Prince of Yuancheng (元城王)
- Tenure: 225 – May or June 229
- Successor: Cao Ti

Prince of Jingzhao (京兆王)
- Tenure: 222–225

Duke of Qin (秦公)
- Tenure: 221–222
- Born: 208
- Died: May or June 229 (aged 21)

Names
- Family name: Cao (曹) Given name: Li (禮)

Posthumous name
- Prince Ai (哀王)
- House: House of Cao
- Father: Cao Pi
- Mother: Consort Xu

= Cao Li =

Cao Wei state prince and son of Cao Pi (208–229)

Cao Li (208 – May or June 229) was a prince in the state of Cao Wei in the Three Kingdoms period of China.
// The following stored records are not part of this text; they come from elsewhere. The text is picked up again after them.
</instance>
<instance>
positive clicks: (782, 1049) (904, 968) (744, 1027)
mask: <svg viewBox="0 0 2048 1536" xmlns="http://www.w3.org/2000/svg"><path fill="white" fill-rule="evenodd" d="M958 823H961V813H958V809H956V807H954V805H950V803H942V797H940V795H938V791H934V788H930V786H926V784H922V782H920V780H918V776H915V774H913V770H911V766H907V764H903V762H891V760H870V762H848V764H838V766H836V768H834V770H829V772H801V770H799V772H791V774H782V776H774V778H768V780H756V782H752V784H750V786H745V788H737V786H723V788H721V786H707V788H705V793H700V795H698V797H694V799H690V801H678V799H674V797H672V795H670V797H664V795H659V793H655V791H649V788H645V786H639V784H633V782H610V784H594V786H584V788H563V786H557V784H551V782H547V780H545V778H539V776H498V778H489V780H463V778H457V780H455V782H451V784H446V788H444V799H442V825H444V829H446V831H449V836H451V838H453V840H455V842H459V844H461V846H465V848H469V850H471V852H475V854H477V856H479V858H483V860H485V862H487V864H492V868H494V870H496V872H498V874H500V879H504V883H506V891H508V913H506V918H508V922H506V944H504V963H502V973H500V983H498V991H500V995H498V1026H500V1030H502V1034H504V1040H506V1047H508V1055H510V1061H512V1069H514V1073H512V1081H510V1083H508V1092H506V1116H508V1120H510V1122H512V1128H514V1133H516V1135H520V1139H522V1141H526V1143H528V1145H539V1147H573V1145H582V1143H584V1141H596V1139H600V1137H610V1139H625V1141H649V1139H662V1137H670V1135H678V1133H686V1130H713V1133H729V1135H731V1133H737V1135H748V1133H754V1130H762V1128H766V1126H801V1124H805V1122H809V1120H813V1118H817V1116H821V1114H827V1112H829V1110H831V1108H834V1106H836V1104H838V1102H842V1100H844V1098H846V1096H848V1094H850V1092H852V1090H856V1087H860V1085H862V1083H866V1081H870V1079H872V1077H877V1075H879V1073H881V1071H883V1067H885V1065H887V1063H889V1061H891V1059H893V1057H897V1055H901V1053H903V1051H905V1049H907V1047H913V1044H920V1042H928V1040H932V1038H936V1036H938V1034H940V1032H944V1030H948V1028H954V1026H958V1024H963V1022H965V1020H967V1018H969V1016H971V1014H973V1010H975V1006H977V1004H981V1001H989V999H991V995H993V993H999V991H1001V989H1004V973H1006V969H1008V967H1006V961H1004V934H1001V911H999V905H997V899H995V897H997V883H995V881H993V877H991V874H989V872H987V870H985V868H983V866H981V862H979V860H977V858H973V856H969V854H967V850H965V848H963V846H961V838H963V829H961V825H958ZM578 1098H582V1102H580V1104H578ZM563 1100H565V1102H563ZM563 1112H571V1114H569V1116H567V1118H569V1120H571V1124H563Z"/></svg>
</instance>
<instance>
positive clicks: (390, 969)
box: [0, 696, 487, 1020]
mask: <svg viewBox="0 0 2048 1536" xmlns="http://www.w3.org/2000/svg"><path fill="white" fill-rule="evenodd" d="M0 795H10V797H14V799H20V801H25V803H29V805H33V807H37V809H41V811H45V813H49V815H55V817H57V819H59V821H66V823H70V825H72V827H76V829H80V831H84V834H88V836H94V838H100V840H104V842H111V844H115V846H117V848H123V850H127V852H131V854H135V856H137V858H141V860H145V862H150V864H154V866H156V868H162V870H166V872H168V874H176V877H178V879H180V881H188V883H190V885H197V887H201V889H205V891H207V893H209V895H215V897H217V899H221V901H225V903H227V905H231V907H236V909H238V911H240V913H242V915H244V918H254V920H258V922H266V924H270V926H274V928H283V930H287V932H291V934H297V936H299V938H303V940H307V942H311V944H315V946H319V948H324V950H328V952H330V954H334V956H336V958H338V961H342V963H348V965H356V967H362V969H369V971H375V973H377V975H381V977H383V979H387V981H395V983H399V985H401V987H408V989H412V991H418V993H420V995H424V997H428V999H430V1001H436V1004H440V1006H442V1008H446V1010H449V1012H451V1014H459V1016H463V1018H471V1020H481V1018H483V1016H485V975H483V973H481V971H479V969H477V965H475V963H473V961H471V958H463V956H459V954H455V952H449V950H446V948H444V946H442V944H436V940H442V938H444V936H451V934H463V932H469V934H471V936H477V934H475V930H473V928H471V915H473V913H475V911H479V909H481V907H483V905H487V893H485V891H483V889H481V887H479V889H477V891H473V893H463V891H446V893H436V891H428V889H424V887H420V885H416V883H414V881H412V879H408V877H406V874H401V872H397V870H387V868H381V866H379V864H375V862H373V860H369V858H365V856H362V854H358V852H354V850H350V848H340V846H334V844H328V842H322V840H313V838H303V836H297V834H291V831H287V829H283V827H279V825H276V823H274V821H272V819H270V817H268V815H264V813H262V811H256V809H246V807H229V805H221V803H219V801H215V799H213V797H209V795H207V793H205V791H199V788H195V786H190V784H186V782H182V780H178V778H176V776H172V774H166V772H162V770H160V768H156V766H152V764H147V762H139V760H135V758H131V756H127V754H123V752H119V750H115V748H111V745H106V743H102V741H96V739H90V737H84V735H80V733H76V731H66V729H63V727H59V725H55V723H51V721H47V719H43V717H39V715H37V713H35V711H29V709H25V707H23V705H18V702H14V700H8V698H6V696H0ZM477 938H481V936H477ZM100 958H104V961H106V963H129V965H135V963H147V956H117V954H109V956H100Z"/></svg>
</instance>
He was a son of Cao Pi, the first emperor of Wei. His mother, Consort Xu (徐姬), was a concubine of Cao Pi. He had two full sisters: the elder one was Princess Linfen (臨汾公主) while the younger one, who was unnamed, died early. Cao Li was enfeoffed as the Duke of Qin (秦公) in 221, with his dukedom in Jingzhao Commandery (京兆郡). In 222, he was elevated to the status of Prince of Jingzhao (京兆王). In 225, his title was changed to Prince of Yuancheng (元城王). He died in 229 during the reign of his half-brother Cao Rui. He has no offspring.

In 231, Since Cao Li had no descendants, Cao Rui designated Cao Ti (曹悌), a son of Cao Kai (曹楷) and grandson of Cao Zhang, as Cao Li's heir; Cao Ti thus became the new Prince of Yuancheng. In 232, Cao Ti's title was changed to Prince of Liang (梁王). Throughout the reigns of the subsequent Wei emperors, the number of taxable households in Cao Ti's princedom increased until it reached 4,500.